俺の母親がされたように、俺も金で動かした。




たくさんの人に恨まれる人生だった。

両親にすら「怖い」と言われてきた。


唯一理解してくれたアイツ。


警察が俺を発泡する前に。

俺は自分の頭を打とう。

性能のいい銃だから、痛さなんて感じず、アイツのとこにいけるだろう。


俺の方が悪人だが、一緒に地獄におちれるかな。


そうか。こんなにたんぽぽが咲く時期なんだな。暑いわけだ。


目の前が黄色に染まった。




***



「お母さん。あそこに私行ったことある気がする。更地になっている国道通りの」


少女は、たんぽぽの綿毛をふきながら母親に聞く。


「昔スーパーがあったの。
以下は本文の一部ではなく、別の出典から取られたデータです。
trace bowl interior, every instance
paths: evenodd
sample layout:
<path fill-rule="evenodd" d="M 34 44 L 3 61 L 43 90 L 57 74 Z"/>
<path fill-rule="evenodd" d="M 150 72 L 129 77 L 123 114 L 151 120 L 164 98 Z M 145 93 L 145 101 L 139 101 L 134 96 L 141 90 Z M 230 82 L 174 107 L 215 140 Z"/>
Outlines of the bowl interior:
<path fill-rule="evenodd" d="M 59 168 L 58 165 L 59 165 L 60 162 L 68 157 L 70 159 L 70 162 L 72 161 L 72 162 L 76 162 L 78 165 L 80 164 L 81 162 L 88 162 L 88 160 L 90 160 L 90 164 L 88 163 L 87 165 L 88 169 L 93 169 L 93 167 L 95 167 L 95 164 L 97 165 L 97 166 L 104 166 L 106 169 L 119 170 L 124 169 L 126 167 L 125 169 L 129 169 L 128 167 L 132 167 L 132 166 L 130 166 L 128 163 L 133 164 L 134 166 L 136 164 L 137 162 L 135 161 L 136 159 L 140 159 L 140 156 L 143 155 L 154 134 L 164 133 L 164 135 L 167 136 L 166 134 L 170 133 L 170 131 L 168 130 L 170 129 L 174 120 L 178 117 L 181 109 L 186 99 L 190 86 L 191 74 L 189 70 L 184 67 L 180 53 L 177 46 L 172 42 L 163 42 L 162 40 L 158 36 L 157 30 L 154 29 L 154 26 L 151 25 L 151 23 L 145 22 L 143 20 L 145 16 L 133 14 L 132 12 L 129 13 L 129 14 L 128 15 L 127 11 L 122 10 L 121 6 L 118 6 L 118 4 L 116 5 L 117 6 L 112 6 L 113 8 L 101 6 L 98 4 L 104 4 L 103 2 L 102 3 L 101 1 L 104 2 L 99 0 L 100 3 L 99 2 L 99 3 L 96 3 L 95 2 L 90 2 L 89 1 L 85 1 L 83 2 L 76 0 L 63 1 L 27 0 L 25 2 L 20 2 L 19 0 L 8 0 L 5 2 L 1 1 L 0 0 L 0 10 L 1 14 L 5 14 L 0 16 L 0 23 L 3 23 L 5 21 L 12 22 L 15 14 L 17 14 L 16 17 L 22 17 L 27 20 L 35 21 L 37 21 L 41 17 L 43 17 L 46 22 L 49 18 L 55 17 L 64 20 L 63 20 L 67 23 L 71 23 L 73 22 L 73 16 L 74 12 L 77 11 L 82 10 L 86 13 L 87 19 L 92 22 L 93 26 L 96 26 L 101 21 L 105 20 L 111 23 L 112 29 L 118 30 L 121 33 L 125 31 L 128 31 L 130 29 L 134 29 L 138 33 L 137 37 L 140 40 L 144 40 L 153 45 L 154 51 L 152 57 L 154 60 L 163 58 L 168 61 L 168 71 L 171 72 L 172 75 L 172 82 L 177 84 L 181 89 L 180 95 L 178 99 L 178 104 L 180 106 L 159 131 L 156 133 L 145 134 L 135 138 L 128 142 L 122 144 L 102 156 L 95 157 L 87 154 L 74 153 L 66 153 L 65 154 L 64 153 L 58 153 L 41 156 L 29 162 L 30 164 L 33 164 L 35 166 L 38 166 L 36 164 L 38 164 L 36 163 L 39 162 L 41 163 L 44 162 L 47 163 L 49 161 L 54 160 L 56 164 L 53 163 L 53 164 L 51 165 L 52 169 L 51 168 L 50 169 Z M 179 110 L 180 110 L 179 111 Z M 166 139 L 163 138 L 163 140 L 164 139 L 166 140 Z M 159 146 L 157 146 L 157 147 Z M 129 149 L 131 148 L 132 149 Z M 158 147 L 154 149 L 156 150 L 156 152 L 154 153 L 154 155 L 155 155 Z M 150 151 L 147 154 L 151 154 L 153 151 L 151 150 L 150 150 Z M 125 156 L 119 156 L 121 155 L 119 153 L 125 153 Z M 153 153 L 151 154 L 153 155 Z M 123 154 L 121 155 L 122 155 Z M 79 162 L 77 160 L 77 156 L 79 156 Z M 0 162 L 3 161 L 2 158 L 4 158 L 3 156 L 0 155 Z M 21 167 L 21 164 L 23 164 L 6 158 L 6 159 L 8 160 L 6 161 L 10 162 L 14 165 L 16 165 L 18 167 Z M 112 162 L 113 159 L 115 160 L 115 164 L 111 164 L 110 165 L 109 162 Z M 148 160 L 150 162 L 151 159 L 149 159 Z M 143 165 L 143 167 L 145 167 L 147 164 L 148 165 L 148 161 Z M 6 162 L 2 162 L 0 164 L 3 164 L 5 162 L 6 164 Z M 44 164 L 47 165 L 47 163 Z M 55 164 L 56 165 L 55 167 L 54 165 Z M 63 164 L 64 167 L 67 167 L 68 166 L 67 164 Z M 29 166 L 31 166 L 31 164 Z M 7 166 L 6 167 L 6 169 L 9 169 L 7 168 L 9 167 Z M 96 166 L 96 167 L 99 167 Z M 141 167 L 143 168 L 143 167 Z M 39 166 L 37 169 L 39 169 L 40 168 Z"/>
覚えてるの?」

母親は心配そうに、娘の手を引いた。


「うん。私…助けてもらった気がする。男の人が寂しそうな顔してた」



「そう。忘れていいのよ。その人、悪い人なんだから」

「悪い人でも寂しそうな顔、するんだね」


見通しが良い道路になり、近くに小学校もできた。



あれからこの周辺では、死亡事故は一度も起きていない。